アメリカの艦載機が機銃掃射してきたとき、駅にいた兄は貨車の陰に隠れたようだが、運悪く弾に当たり、この世を去った。十五歳の生涯だった。兄と私は仲良しだった。喧嘩などしたことなく、やさしかった。学校で両親あての遺言状を書かされたのが残っている。
焼け付くような暑さの中、担任の大歳先生がクラスの生徒十五・六人連れて葬儀に来て下さった。軍服のような制服を着た兄の友達は、皆、無言だった」
▽平林さんの弟、久長(ひさなが)さんの記述=「両親から聞いた話ですが、当日、兄が大阪の中学校へ登校のため、朝7時過ぎ4、5人の友達と橋本駅へ向かいましたが、警戒警報から空襲警報に変わって、一度自宅へ帰ってきました。その後、9時頃、警戒警報に変わり、1人で少しでも早く学校へ行けるようにと、橋本駅へ向かったそうです。そして、駅のホームで3人(私の兄と山本様、お名前のわからない方)が、立って電車が来るのを待っていたところへ、アメリカ軍機が、機関銃で攻撃してきました。
兄は胸を貫通され、即死。隣の人は無事だったと聞いています。山本様は脚を貫通されて、後に亡くなられました。同時に恋中様は桟橋(跨線橋)で死亡、中学生の坂上様は機関車の下で死亡、もう一人女性も死亡したそうです。

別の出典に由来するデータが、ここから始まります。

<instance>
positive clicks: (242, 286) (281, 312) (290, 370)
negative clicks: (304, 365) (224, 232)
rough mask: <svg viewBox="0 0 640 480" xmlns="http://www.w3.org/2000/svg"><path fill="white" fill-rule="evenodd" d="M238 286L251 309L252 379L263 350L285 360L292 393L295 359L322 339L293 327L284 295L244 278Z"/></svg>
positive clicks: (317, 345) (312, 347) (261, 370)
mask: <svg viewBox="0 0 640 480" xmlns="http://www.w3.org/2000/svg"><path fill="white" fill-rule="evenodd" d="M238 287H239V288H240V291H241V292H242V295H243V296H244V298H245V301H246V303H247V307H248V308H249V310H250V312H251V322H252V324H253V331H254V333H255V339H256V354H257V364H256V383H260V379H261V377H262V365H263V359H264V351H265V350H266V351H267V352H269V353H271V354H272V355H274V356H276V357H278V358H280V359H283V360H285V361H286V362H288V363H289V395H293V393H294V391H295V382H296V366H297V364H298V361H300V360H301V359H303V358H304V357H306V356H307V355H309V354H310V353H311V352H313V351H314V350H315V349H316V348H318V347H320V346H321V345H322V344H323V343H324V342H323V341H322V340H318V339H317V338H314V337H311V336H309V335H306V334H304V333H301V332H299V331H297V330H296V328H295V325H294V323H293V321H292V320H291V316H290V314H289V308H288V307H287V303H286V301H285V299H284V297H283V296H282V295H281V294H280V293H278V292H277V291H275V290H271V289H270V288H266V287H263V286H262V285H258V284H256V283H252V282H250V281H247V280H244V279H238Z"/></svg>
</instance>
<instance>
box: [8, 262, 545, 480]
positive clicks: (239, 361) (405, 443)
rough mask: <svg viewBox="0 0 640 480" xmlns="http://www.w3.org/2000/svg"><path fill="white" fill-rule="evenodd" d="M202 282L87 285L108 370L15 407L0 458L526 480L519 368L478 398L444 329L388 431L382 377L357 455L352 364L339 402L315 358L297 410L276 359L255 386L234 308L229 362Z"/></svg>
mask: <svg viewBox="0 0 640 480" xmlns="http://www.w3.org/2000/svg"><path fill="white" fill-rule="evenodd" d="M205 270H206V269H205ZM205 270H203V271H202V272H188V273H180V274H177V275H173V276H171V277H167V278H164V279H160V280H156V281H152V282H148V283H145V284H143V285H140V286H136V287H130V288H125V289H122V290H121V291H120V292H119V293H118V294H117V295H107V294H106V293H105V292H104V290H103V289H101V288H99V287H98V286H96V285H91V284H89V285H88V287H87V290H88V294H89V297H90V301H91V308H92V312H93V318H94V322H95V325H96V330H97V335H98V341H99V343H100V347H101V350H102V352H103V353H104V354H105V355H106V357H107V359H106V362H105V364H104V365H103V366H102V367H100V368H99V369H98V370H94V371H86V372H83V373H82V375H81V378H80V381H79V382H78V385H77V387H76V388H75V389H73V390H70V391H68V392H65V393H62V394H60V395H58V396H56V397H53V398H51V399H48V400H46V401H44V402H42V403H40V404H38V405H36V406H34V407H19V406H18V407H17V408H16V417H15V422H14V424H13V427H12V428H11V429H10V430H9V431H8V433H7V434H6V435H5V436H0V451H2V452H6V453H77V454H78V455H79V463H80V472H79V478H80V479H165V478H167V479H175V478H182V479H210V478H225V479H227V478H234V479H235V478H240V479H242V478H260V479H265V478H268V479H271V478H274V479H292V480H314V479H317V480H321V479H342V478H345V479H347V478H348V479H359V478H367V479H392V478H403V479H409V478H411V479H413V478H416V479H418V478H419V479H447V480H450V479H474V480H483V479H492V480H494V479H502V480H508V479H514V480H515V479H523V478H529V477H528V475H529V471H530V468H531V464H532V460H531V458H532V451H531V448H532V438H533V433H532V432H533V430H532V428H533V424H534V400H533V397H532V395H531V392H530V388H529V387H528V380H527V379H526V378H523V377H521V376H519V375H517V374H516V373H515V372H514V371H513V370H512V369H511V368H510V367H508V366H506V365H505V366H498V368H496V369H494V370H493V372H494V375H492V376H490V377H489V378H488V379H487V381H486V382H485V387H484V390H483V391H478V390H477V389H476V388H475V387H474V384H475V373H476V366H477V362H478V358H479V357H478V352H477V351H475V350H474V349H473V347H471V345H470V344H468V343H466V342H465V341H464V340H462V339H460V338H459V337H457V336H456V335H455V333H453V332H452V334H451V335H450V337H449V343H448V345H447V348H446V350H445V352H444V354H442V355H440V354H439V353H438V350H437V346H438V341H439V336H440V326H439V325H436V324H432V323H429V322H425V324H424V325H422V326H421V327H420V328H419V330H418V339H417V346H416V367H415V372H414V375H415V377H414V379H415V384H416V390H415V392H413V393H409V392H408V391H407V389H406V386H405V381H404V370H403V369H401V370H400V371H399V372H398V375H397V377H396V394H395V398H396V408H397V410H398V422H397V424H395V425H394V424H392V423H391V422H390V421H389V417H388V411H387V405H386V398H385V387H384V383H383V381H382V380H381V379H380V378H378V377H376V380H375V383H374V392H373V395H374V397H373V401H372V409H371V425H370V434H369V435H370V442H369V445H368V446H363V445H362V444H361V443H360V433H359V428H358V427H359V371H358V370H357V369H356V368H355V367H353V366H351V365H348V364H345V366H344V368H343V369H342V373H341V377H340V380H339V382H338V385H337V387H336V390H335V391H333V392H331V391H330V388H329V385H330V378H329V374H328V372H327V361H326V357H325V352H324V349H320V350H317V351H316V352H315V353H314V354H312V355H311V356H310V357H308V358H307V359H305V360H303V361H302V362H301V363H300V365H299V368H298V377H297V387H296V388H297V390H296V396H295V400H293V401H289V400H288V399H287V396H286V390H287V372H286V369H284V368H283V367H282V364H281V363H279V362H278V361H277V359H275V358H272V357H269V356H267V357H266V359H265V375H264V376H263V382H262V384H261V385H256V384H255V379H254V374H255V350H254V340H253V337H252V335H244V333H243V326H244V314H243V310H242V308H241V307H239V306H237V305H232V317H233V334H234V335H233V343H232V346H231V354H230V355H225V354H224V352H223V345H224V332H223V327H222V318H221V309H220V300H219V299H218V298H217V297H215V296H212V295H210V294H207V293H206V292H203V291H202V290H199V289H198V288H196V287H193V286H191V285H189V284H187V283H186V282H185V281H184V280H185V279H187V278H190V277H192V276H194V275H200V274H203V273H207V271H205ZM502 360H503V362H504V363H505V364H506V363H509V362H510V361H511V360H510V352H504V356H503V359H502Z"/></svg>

母と私たちは、家の中で、上の方でアメリカ軍機の機関銃のバリバリという音を聞き、表へ裏へと逃げ回っておりました。その後、道路へ出ると、機関銃の薬きょうと弾の後がくっきりと残っておりました。
まさか、兄が死亡しているとは知らず、その後、妹たちと向副の竹薮へ避難しておりましたが、駅の方を見ると、火柱が上がり、ドラム缶が小さくマッチ箱の大きさになって飛び上がっておりました。
私は兄二人を戦争で亡くしております。だから戦争は二度と御免です」
阪口さんは、「これら証言文を、公共施設などで永久保存したい」と言っている。
写真(上)は橋本駅・銃撃犠牲者の冥福を祈る遺族関係者ら。写真(中)は同犠牲者・遺族の証言文を説明する阪口さん。写真(下)は銃撃跡が残る板壁の前に設けられた犠牲者の追悼の碑。